Born and educated in Newfoundland, Morris graduated with a medical degree (with surgery specialty). He spent several months studying at London's Royal Military College before arriving in India in early 1939. He was stationed at the Indian General Hospital, Lahore and then moved to No. 12 Indian General Hospital in Malaya.

It is thought that he was captured by the Japanese in February 1941, held first in the notorious Changi Prison in Singapore and then in a North-East Korean POW camp. His wife and two children escaped Singapore. Major Morris was transferred to Konan, imprisoned by the Japanese for a further two years; he was one of five Allied officers at the camp.

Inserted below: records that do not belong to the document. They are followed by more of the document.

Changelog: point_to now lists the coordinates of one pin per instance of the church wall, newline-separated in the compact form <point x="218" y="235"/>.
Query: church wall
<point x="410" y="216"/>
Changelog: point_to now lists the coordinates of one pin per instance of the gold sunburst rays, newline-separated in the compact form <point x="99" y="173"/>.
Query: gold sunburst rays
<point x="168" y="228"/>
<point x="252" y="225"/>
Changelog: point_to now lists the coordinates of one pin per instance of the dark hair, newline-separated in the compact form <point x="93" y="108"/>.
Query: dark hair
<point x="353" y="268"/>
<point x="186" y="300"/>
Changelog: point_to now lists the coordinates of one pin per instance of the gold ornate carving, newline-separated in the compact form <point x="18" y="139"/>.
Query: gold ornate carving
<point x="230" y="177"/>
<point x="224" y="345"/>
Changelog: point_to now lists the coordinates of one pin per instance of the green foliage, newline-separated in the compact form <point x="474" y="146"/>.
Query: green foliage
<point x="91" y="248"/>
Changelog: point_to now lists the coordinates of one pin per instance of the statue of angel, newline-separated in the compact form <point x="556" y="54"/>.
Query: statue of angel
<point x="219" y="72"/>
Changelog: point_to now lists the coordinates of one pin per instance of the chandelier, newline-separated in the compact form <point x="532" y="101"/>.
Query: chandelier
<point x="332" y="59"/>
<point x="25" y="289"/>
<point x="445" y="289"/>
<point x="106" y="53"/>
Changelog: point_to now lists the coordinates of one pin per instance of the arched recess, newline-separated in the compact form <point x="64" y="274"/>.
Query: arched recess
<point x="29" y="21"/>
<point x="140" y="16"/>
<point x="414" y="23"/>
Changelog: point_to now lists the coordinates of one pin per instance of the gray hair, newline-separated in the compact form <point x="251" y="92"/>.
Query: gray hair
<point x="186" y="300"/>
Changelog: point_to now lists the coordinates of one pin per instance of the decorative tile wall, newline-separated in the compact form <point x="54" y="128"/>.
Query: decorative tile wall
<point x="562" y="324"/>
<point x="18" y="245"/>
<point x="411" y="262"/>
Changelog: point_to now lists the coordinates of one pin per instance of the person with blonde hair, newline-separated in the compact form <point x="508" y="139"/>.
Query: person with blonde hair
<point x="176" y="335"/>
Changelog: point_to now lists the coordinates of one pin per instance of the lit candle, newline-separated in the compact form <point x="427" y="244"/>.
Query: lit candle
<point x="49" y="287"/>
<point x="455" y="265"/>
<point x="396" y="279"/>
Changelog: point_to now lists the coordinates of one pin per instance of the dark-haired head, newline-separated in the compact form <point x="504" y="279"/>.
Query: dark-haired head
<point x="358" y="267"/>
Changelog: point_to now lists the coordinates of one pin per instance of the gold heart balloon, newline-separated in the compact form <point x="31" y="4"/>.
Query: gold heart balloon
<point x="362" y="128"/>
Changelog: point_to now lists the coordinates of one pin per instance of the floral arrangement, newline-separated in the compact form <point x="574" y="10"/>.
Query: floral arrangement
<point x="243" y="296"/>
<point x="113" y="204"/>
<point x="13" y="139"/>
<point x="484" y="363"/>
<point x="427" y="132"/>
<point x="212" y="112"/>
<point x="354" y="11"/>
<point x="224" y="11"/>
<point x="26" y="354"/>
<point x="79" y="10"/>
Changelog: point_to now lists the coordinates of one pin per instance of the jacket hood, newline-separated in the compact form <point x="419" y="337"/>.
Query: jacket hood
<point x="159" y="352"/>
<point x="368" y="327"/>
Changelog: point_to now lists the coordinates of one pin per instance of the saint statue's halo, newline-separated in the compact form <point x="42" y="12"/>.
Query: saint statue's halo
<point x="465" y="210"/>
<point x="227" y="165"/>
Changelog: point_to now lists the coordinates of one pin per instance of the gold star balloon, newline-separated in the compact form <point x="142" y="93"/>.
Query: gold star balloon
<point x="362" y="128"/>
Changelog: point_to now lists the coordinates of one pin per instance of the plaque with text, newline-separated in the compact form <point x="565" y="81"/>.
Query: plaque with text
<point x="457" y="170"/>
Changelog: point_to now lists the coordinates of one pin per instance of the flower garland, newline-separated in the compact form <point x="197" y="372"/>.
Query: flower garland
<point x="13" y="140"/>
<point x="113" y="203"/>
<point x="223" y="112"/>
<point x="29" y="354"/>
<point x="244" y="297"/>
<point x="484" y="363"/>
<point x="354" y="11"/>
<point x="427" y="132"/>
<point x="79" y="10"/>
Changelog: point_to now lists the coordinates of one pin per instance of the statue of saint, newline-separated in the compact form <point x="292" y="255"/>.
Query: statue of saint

The men laboured long hours under extremely hazardous and strenuous conditions at a nearby carbide factory (pictured below), although the Japanese wouldn't permit an officer from doing any work of the sort. The crew of the Hog Wild were released in mid-September 1945; Major Morris and his fellow POWs were finally freed and repatriated a week later. The aircraft crew talked to the American Press, revealing the people, places and events surrounding the downing of the B-29.

You can read much more about the Hog Wild in a forthcoming book and the book's comprehensive website.

Thanks to Bill Streifer (New York) and Heather Home (Queen's University Archives) for the information. The photo of Major Morris was supplied by John Mill, son of Lieut. Ronald Mill, the sole Australian officer at the camp. Photo of the Hog Wild taken from The Flight of the Hog Wild website.

Tuesday, 3 May 2011

For King and Country? South Asian Soldiers Fighting for Britain in Two World Wars

A curator’s talk by Dr Florian Stadtler of the Open University



Surrey History Centre, Woking



Saturday 14 May 2011, 2.00pm – 3.30pm





This talk explores the role of South Asian soldiers in both world wars as part of the world's largest volunteer armies ever raised. It highlights their contributions as soldiers, journalists and commentators to the cataclysmic ‘national’ and global events of the First and Second World War and how this shaped their perception of Britain. The talk will also raise interesting questions how the crucial role of these soldiers is only gradually being brought to wider public attention and how slowly the historical lens is being refocused to include these stories in national commemorations of the wars.

Tickets are FREE but booking is essential. Please contact Surrey History Centre,
130 Goldsworth Road, Woking, Surrey, GU21 6ND
01483-518737
shs@surreycc.gov.uk www.surreycc.gov.uk/surreyhistorycentre








Image: ‘Highlanders and Dogras in a trench with dugouts’ [Fauquissart, France]. Girdwood, H.D. Record of the Indian Army in Europe during the First World War. BL: Photo24/(294)

Friday, 29 October 2010

Liberté : a talk on Noor Inayat Khan GC (1914-1944)

Thursday 11th November 2010, 6:30 pm, Winstanley Lecture Theatre, Trinity College, Cambridge.

Liberté ; a talk on Noor Inayat Khan GC (1914-1944) by Shrabani Basu, author of Spy Princess: the life of Noor Inayat Khan.

Noor was an SOE agent in the Second World War. She was the first woman radio operator to be infiltrated into occupied France and helped the Resistance. She was betrayed, captured and executed in Dachau Concentration camp. Britain posthumously awarded her the George Cross.

Shrabani Basu published her biography of Noor Inayat Khan in 2006 and has since been campaigning for a personal memorial for Noor. Following an Early Day Motion in Parliament signed by 34 M.P.s and a signature campaign backed by Shami Chakrabarti and Gurinder Chadha, she got the go-ahead last month to install a bust of Noor Inayat Khan in Gordon Square, near the house where she lived. The permission was granted by the University of London, which owns Gordon Square. It will be the first memorial to an Asian woman in Britain.